I sit and listen as the sound of their voices slowly fades away. After a while, I lean forward and gently massage the small of my back, which feels tender and stiff. Something makes me bend even farther forward to look over the side. The water is now almost motionless under the boat; the lake has closed up before my eyes. I can no longer see what’s below the surface. The only thing staring back at me is my own splintered reflection. Finally, I allow the thoughts to come, the thoughts of what happened last evening and during the night. I go over every word, every movement as I keep staring at the reflection of my own eyes floating below me. With every remembered fragment, my stare seems to grow darker down there in the water. Involuntarily, I reach up and wrap my hands around my neck. A moment passes. Several minutes. An eternity.

Then I blink, and it’s as if I’m waking up from a stupor, as if I’d lost all sense of time. How long have I been sitting here? I shiver and wrap my arms around myself. The sun is sinking below the treetops, sending bloodred streaks across the sky. A chill evening breeze sweeps in, and now I’m really feeling cold. I stretch my back and listen for any sounds, but I can no longer hear Alex’s bellowing voice or Smilla’s cheerful giggling. The only sound is the loon’s desolate call, now from a distance. I shudder. Shouldn’t they be done playing their pirate game and exploring the island by now? But then I think about how excited Smilla was. She probably won’t be ready to give up this adventure any time soon. They’re probably walking all around the island. Maybe they’re playing hide-and-seek on the other side at this very moment. Maybe that’s why I can’t hear them anymore.

I close my eyes and think about how they roughhoused with each other in the kitchen this morning. I think about Alex’s energy and his patience, which allow him to keep playing for such a long time. Long after other fathers would have grown tired. Come on, honey, let’s go back to the boat. Mama’s waiting. Alex would never say that. He’s a good father. I open my eyes.
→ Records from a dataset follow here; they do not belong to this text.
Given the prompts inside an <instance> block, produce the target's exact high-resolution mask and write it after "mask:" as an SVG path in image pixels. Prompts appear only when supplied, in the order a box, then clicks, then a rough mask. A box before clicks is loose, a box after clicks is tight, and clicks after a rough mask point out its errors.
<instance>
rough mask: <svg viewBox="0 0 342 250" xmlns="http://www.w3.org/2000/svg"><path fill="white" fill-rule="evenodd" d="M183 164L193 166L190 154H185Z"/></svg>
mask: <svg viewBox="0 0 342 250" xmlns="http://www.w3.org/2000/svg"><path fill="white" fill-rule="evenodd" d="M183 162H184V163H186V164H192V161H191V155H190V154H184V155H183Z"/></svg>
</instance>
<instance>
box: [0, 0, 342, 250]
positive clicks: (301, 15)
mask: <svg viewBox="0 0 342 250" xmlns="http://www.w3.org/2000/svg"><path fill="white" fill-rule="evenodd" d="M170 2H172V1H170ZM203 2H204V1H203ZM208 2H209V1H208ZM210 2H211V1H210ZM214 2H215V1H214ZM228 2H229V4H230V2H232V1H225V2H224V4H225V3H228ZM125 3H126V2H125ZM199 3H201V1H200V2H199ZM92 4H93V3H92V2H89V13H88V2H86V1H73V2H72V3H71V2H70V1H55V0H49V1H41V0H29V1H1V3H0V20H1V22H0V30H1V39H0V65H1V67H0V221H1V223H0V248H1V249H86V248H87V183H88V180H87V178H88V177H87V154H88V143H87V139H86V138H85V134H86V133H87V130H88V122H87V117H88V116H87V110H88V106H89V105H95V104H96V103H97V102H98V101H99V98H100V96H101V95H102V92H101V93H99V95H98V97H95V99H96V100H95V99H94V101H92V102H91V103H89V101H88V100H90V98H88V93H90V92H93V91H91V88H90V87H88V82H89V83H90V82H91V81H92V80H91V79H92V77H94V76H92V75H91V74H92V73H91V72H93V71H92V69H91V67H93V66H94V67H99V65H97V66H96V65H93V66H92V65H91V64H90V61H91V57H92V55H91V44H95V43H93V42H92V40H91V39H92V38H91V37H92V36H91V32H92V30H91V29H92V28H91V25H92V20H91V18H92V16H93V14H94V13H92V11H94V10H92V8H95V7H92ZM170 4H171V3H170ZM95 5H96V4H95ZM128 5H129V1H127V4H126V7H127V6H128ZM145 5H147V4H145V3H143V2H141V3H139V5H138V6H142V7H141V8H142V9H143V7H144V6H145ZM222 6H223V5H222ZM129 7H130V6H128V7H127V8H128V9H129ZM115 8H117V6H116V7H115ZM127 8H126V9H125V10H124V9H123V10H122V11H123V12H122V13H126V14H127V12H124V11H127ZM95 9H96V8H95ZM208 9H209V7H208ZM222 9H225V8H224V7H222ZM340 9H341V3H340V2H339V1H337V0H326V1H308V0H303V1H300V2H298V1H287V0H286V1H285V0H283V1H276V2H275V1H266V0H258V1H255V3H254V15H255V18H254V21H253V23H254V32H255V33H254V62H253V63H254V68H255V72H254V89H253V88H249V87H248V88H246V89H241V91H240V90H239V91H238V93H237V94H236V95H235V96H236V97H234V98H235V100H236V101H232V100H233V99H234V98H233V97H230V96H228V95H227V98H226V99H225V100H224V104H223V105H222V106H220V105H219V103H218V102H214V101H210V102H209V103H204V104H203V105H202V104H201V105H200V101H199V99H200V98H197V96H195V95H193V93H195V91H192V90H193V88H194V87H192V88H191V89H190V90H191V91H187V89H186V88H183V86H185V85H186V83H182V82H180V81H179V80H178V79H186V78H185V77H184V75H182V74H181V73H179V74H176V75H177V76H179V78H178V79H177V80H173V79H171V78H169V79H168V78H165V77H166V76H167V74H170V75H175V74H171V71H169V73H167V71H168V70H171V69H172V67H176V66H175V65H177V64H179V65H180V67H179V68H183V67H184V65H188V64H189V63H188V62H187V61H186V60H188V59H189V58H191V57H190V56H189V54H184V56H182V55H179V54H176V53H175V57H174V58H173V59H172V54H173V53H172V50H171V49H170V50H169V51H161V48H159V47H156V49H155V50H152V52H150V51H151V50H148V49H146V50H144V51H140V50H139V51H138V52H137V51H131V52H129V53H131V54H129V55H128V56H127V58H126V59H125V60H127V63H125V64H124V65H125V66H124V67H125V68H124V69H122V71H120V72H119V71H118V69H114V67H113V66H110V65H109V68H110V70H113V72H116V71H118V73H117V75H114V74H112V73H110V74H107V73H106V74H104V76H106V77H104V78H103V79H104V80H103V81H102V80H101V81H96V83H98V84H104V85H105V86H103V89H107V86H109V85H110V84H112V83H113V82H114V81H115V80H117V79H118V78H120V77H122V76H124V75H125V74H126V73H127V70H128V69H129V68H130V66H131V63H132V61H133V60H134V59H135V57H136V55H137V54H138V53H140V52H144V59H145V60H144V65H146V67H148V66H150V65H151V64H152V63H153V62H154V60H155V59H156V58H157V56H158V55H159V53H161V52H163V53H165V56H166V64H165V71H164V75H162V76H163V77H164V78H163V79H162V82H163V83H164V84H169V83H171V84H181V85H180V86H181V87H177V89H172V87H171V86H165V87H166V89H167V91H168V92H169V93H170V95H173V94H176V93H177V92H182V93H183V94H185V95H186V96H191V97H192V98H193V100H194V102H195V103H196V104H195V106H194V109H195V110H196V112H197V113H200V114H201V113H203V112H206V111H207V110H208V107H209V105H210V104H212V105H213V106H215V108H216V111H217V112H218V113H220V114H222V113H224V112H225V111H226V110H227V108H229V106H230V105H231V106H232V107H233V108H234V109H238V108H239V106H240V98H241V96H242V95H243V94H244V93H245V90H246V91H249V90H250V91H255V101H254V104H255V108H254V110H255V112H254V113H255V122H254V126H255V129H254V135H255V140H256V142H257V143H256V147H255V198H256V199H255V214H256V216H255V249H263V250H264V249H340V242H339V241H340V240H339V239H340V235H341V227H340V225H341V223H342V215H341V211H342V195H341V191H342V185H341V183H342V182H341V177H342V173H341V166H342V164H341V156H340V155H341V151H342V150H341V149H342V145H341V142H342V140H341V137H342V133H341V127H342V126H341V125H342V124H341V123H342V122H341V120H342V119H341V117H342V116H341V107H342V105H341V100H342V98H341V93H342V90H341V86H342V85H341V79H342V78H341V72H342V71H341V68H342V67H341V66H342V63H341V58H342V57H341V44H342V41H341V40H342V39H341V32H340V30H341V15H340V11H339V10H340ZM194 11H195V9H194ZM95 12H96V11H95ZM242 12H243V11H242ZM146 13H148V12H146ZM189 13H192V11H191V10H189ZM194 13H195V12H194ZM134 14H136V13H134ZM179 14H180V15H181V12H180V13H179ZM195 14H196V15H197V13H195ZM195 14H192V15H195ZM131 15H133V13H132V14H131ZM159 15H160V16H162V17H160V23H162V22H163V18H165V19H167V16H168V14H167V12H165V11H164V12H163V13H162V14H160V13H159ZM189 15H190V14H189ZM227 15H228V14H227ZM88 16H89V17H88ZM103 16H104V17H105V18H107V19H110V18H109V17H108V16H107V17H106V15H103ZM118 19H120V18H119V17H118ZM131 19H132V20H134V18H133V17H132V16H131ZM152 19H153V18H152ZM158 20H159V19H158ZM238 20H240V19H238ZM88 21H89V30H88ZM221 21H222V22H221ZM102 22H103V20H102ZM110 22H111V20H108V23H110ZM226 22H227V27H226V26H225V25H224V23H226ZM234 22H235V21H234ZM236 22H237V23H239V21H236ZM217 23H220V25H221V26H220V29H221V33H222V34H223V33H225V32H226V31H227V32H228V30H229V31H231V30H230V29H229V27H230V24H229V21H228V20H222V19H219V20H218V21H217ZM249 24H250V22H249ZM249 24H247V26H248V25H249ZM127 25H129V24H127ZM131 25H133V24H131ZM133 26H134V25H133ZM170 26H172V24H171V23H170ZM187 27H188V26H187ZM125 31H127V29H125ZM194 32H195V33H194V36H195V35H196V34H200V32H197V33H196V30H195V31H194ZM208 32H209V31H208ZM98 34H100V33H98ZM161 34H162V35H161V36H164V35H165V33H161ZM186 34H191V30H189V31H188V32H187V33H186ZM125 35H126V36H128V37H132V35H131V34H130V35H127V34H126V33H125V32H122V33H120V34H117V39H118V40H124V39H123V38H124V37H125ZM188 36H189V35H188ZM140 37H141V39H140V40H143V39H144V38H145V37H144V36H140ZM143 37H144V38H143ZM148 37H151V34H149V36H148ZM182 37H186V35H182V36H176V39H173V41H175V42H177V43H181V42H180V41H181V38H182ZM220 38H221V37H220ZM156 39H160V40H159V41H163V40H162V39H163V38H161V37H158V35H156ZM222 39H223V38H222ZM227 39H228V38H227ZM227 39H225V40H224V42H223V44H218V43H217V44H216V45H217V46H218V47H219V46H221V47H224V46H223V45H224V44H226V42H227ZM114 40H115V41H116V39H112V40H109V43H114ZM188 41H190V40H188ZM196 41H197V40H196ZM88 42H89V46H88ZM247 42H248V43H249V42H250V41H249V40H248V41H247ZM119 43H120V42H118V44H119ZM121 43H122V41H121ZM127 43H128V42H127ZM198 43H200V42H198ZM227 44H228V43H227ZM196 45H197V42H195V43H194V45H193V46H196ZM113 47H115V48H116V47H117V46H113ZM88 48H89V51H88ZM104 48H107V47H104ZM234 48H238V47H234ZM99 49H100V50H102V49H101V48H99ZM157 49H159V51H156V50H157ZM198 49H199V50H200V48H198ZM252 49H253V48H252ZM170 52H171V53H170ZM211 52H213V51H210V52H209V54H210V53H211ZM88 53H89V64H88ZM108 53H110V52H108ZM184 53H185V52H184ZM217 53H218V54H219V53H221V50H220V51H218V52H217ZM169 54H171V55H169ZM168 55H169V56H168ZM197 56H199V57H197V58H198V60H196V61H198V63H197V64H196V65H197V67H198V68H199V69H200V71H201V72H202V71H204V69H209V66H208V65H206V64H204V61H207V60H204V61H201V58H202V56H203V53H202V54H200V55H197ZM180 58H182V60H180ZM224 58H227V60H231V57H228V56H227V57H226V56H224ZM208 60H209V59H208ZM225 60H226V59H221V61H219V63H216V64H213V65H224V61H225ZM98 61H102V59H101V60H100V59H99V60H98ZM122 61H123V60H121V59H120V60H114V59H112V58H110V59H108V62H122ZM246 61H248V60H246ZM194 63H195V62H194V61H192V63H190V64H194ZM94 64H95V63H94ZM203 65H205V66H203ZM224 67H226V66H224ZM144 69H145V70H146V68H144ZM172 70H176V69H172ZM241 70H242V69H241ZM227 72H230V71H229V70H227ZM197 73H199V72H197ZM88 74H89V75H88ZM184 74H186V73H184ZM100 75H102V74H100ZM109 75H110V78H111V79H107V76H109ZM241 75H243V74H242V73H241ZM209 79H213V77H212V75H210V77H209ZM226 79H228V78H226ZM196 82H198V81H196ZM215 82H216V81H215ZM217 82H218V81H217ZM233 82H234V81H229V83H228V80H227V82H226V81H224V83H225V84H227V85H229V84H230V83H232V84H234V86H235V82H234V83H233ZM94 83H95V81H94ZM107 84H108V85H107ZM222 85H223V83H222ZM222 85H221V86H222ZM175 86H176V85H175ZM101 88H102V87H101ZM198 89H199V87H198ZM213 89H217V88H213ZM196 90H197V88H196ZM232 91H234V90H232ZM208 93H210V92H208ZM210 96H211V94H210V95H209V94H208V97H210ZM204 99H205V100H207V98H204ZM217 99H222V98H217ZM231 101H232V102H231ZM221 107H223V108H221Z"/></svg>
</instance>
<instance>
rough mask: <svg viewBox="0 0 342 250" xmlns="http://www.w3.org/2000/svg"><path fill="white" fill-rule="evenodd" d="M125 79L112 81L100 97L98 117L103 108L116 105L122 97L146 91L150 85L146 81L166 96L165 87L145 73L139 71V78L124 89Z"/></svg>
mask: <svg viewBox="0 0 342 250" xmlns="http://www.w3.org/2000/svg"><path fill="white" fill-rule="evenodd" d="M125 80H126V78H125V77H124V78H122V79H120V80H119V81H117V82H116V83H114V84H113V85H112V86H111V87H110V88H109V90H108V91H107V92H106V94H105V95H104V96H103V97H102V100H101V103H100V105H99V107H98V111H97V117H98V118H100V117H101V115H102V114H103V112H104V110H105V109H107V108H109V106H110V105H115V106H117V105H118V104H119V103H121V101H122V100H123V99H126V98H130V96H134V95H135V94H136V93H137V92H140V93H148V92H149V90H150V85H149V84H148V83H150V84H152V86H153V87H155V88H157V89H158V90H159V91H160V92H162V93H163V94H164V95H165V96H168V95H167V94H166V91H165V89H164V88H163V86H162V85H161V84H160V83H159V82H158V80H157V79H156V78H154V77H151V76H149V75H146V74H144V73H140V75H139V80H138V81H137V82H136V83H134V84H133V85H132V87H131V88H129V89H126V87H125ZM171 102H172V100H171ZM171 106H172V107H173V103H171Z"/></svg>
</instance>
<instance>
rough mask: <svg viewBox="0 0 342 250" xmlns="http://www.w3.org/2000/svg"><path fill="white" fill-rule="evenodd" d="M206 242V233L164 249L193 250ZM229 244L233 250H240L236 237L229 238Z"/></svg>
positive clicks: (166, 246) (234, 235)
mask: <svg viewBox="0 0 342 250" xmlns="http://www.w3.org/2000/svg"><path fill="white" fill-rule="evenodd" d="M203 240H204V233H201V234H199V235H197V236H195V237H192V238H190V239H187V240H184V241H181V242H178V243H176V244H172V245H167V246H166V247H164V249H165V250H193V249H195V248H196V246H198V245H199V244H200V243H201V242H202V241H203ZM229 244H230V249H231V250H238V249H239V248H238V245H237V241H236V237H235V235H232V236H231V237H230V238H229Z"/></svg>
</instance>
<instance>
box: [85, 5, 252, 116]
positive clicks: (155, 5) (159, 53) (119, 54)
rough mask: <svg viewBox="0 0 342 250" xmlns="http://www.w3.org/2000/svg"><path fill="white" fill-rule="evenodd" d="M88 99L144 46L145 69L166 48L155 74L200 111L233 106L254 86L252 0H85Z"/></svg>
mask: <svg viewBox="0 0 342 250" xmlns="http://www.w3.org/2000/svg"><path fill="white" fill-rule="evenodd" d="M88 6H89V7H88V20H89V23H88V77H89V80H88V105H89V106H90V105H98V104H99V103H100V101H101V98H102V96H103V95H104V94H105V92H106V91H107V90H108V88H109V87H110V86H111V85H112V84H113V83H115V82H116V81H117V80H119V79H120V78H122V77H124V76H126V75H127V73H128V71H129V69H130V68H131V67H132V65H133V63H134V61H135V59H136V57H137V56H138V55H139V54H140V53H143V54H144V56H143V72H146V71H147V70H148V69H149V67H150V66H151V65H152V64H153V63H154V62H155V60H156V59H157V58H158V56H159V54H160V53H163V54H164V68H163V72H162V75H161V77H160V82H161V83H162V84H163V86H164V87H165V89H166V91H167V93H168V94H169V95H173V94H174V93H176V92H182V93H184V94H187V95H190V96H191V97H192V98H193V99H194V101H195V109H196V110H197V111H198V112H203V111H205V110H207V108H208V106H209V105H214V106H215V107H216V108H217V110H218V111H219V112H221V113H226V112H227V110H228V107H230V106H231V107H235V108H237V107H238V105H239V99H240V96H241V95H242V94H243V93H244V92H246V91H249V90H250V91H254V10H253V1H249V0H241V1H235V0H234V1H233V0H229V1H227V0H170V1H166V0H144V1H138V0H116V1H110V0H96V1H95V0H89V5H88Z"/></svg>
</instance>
Again I lean over the side and feel my gaze drawn to the darkening surface of the water.

Good father.

Good father.

Good father.

When I straighten up, there’s still not a sound. No voices, no laughter. Not even a loon. I sit there for a while, not moving, just listening. Then, suddenly, I know. There’s no need to take an anxious walk around the island, no need to go searching or to desperately shout their names. I don’t even have to stand up and get out of the boat to know.

Alex and Smilla are not coming back. They’re gone.